Было в их настырной уверенности что-то привлекательное. Однако Пахомов не мог заставить себя думать так же, но и не осуждал своих коллег по перу за их уверенность. С годами он вообще становился терпимее и видел в этом не только мудрость, которая приходит с возрастом, но и свое духовное взросление. Как ему недоставало этой терпимости раньше, и сколько сделано непоправимых ошибок…

«Брось сомневаться. Обещаешь? — выплыло придвинутое к нему лицо Лены. — Обещай», — горячо шептали губы. «Лена я не мог тебе обещать тогда, не могу и сейчас. И это не поза, не бравада… Это моя жизнь».

— Степан! — услышал он голос Бурова.

Михаил стоял на пустыре, который начинался сразу за домами, и, подняв руки, кричал: — Смотри, какая ночь!

— Давно смотрю, — подошел к нему Пахомов. — Ты только не шуми, а то звезды распугаешь.

— Брось ты ловить такси. Часа за полтора дойдем. Гляди, какая красота! — И Буров повел перед собою руками на море мерцающих огней. — Ты, Степан, помнишь вкус счастья? Знаешь, я его на многие годы забыл. А почему?

— Редко смотрел на звездное небо! — засмеялся Пахомов.

— Ты прав, — принял шутку Михаил. — Хотя я другое хочу сказать. Забыл, потому что давно уже немолодой. В молодости все счастливые. Я как-то шел ночью со свидания с девушкой. А небо вот такое же было — в алмазах. Только крупнее и ближе они тогда были. Я остановился, ухватил ковш Большой Медведицы и закричал: «Э-эй! Люди! Подходите! Я раздаю счастье!» Стою здоровый, сильный, уперся ногами в шар земной и черпаю этим ковшом.

— А сейчас? — не скрывая удивленного восторга, спросил Степан.

— Тоже хочется крикнуть. Но ковш Большой Медведицы я уже не подниму. А ковш Малой… — Буров запрокинул голову. — Малую Медведицу я уже и не найду.

Друзья шагали по тротуару.
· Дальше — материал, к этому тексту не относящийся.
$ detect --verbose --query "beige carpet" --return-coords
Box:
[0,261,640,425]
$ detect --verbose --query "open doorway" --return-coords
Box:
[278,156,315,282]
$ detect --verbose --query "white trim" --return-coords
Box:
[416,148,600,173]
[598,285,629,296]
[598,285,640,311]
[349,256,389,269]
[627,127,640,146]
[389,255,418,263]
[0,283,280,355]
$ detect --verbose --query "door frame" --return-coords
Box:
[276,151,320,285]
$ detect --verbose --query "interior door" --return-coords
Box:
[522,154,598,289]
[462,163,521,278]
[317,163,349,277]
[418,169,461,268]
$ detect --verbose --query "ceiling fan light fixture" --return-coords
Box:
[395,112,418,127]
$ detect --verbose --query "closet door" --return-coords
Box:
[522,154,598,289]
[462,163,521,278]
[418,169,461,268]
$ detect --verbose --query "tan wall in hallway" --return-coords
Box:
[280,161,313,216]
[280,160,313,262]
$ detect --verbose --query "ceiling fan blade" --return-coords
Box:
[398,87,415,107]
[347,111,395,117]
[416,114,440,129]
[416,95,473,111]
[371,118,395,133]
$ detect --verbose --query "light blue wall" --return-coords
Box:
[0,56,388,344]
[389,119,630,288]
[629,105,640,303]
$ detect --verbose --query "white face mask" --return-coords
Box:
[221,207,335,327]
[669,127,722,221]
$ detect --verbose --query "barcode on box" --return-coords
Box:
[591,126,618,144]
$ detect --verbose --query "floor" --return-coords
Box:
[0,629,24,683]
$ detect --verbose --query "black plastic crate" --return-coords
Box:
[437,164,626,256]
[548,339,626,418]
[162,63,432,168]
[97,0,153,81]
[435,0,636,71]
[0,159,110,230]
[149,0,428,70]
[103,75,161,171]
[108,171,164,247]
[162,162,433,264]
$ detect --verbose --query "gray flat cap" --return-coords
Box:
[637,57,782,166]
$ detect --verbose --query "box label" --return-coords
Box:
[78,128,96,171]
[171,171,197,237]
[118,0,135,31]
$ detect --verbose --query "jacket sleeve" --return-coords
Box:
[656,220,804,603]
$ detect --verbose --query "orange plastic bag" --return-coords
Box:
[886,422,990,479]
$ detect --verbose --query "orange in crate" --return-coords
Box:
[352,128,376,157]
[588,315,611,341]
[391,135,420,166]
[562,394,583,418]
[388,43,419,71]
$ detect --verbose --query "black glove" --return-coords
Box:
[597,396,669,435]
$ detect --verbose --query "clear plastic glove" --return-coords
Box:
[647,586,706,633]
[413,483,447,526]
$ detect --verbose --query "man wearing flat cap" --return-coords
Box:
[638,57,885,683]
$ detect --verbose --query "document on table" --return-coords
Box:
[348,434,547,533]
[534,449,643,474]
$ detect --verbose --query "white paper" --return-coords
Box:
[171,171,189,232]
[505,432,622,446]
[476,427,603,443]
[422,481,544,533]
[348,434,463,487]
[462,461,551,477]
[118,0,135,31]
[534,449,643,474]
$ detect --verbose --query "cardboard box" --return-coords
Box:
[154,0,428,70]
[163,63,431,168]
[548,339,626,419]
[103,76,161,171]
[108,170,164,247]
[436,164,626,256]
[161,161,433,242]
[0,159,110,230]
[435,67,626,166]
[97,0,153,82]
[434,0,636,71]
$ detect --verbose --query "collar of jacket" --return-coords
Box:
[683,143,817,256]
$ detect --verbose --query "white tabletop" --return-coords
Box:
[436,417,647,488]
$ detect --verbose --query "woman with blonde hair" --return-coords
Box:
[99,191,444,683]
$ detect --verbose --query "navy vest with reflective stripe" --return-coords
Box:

Там, где на их пути лежали кучи песка и щебня, они сворачивали на мостовую, шли прямо по проезжей части. В этом шествии посредине улицы было что-то от их молодости, о которой они, перебивая друг друга, горячо говорили.

— А помнишь? — останавливался Буров. — Помнишь, как Володька Прокопенко пришел в общежитие и принес кулек фиников? А я никогда их до этого не ел и не видел.